"Nonsense. You know more than Light-Johnson. Speak up whenever you have a mind to. It does my sister good."
And this was the beginning of an alliance between the two.
[CHAPTER II]
MILLIE AND PETER
And here are some extracts from a diary that Millicent kept at this time.
April 14.—Just a week since I started with the Platts and I feel as though I'd been there all my life. And yet I haven't got the thing going at all. I'm in nearly the same mess as I was the first morning. I'm not proud of myself, but at the same time it isn't my fault. Look at the Interruptions alone! (I've put a capital because really they are at the heart of all my trouble.) Victoria herself doesn't begin to know what letting any one alone is. I seem at present to have an irresistible fascination for her. She sits and stares at me until I feel as though I were some strange animal expected to change into something stranger.
And she doesn't know what silence means. She says: "I mustn't interrupt your work, my Millie" (I do wish she wouldn't call me "my Millie"), and then begins at once to chatter. All the same one can't help being fond of her—at least at present. I expect I shall get very impatient soon and then I'll be rude and then there'll be a scene and then I shall leave. But she really is so helpless and so full of alarms and terrors. Never again will I envy any one with money! I expect before the War she was quite a happy woman with a small allowance from her father, living in Streatham and giving little tea-parties. Now what with Income Tax, servants, motor-cars, begging friends, begging enemies, New Art and her sisters she doesn't know where to turn. Of course Clarice and Ellen are her principal worries. I've really no patience with Clarice. I hate her silly fat face, pink blanc-mange with its silly fluffy yellow hair. I hate the way she dresses, always too young for her years and always with bits stuck on to her clothes as though she picked pieces of velvet and lace up from the floor and pinned them on just anywhere.

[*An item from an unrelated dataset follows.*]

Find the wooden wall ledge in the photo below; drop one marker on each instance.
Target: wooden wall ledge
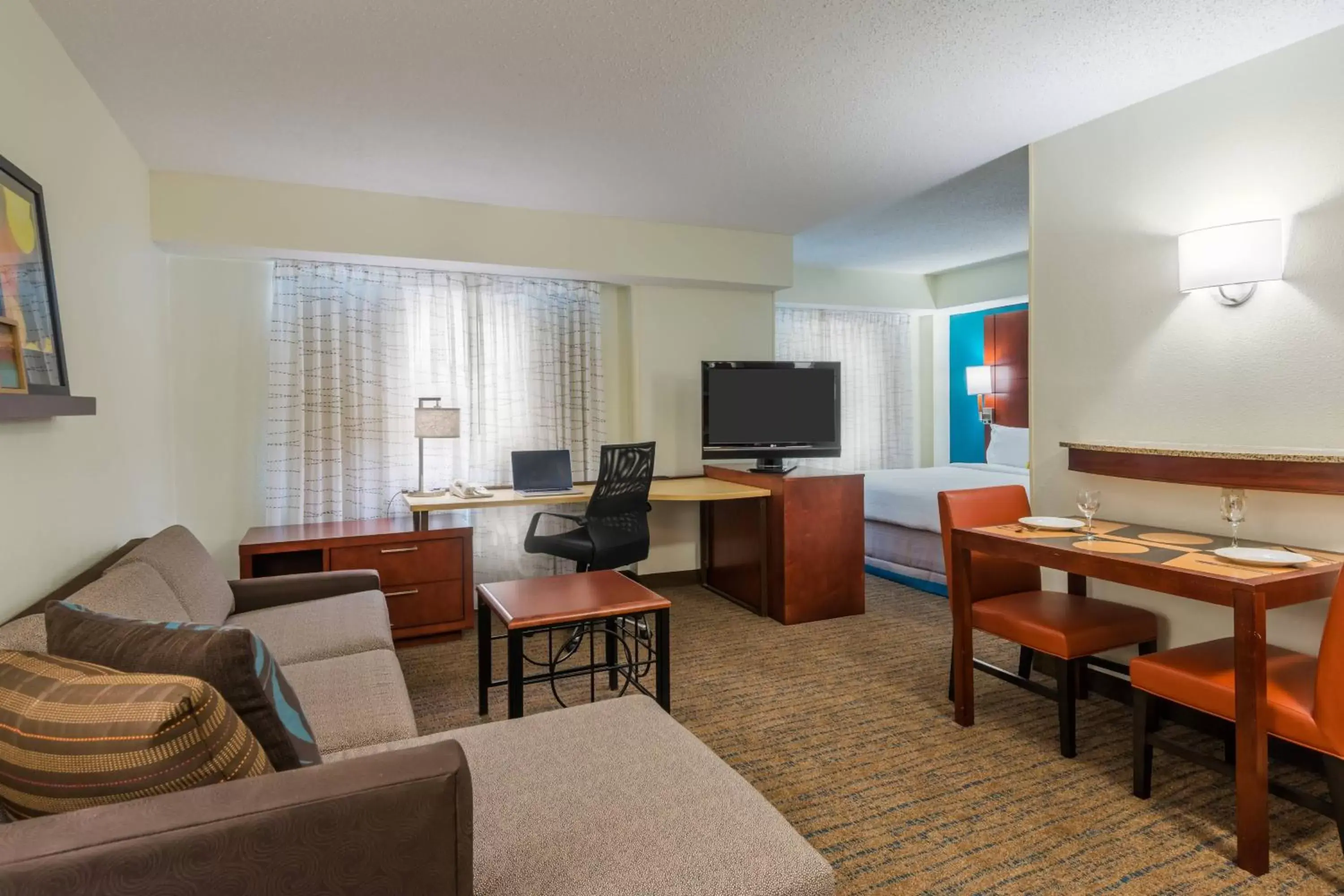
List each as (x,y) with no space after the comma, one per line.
(1271,470)
(35,408)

I hate her silly laugh and her vanity and the way that she will recite a poem about a horse (I think it is called something like "Lascar") on the smallest opportunity. I suppose I can't bear seeing any one make a fool of herself or himself and all the people who come to the Platts' house laugh at her. All the same, she's the happiest of the three women; that's because she's more truly conceited than the others. It's funny to see how she prides herself on having learned how to manage Victoria. She's especially sweet to her when she wants anything and you can see it coming on hours beforehand. Victoria is a fool in many things but she isn't such a fool as all that. I call Clarice the Ostrich.